High speeds test TTI-designed roadside safety devices
Passenger cars and trucks slammed into a Texas Transportation Institute (TTI)-designed bridge rail in August at speeds never before tested at the Texas A&M Riverside Campus. The vehicles reached 85 miles per hour in tests designed to prepare for high-speed roadways under consideration by the Texas Department of Transportation (TxDOT).
“TxDOT is investigating very high design speeds between 80 and 100 mph to promote faster and more efficient travel within the state,” says TTI Research Engineer Roger Bligh. “We know how our roadside safety devices react to crashes performed at normal highway speeds, but above 80 mph is not something we have tested before now.”
Two of the high-speed tests involved a bridge rail modified with pipe inserts between a concrete barrier and steel rails. “The energy-absorbing mechanism did its job,” Bligh says. “But, as a result of the tests, we know these faster speeds will require a taller rail in order to ensure stability for vehicles with higher centers of gravity, like pick-up trucks.”
To be deemed successful, the roadside safety device must keep the tested vehicle stable and upright with little intrusion into the passenger compartment. As part of the TxDOT project, Bligh and his team also tested a guardrail system designed to accommodate high-speed impacts.
State Department awards TTI crash test project
The U.S. Department of State has awarded nearly $500,000 to the Texas Transportation Institute’s (TTI‘s) Crashworthy Structures Program to test how existing perimeter barriers hold up to European-style trucks. The seven separate crash tests will begin this fall.

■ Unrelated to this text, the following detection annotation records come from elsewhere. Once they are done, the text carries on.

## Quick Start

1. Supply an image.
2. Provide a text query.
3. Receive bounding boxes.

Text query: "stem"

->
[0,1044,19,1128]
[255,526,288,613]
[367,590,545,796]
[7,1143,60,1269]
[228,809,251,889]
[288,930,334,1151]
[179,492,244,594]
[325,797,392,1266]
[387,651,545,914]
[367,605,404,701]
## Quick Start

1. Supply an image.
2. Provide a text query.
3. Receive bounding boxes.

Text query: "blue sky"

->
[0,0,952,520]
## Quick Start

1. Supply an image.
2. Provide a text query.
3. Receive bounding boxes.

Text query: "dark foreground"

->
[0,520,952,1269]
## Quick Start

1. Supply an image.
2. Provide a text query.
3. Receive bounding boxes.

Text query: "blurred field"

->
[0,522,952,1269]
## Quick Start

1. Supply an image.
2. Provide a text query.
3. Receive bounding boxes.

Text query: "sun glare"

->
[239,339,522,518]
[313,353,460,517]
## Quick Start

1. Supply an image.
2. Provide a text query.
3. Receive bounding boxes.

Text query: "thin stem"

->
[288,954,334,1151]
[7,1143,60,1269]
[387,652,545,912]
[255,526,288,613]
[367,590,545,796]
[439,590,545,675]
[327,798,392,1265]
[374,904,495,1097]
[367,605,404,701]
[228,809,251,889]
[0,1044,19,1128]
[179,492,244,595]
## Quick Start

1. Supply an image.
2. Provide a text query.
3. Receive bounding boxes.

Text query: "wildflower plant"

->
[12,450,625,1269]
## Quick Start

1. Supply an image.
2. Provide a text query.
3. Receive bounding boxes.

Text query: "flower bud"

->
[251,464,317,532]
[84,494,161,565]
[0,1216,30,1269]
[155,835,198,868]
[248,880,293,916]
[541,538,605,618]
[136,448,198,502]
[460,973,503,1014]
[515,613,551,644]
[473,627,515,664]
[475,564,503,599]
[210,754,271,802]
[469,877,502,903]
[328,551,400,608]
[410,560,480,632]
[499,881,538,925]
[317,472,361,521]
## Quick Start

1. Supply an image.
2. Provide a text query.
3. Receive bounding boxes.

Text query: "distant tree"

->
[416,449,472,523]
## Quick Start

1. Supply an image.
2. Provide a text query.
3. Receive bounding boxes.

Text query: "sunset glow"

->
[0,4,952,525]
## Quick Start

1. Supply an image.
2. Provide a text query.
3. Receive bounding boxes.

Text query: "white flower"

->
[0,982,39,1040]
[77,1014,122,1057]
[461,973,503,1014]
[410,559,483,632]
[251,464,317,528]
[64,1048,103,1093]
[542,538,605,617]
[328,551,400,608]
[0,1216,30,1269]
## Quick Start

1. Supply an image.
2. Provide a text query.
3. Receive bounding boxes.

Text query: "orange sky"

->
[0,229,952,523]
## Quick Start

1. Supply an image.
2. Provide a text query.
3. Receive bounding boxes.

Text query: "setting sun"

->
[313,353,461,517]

To conduct the full-scale crash tests, several of the “cab-over” trucks, commonly used in Europe and Japan, will be shipped to TTI.
“I think our main advantage in securing the contract is our ability to do so many tests in a relatively short amount of time,” said Program Manager Dean Alberson. “The large amount of space we have here at the Riverside Campus gives us a definite advantage.”

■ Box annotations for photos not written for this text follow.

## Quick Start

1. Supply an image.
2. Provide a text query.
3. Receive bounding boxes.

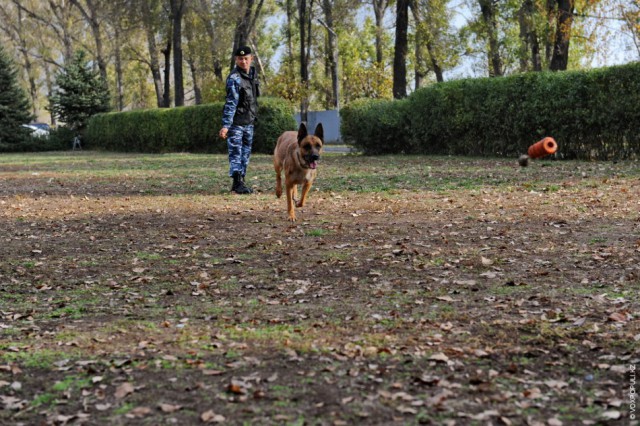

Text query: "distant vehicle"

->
[22,123,51,138]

The State Department will test steel bollards and concrete “knee walls” — both designed to keep vehicles out of high-security areas, like embassies. “We know that American-style vehicles can’t penetrate the barriers’but we need to know if these cab-over trucks and vans, that have the driver directly over the engine, react any differently,” Alberson said.
Texas teen crash rate declines, TTI program shares credit
During a July news conference in Austin, Texas, Texas Transportation Institute (TTI) Agency Director Dennis Christiansen and the chair of the House Committee on Public Health, State Rep. Lois Kolkhorst, touted the connection between the TTI‘s Teens in the Driver Seat (TDS) program and the dramatic decline in teen fatalities in Texas.
Teens in the Driver Seat, which began in 2003, is a peer-to-peer public awareness campaign in which teenagers encourage their friends to drive safer by being aware of the causes of teen crashes — driving at night, cell phone use and having too many kids in their car. TDS has been implemented in 300 Texas high schools.
The state capital event was planned after a TTI study examined teen fatal crash rates in 37 states, all of which had a graduated driver license (GDL) law in place for at least five years. (GDL laws place restrictions on new drivers, such as how late they can drive at night or how many passengers they can have in the car.) The study found that teen fatalities in Texas dropped 32 percent from 2002 to 2007, much more than any other state.
Representative Kolkhorst, who co-authored the GDL legislation, told the media that the TDS program deserves much of the credit for lowering the teen death rate because “this is something we can teach and we can empower these drivers to control their destiny.”
“Our research team found that a graduated driver license law can be made more effective when it is reinforced by a peer-to-peer effort like the Teens in the Driver Seat program,” Christiansen said. “We have made great progress, but there is much more to be done.”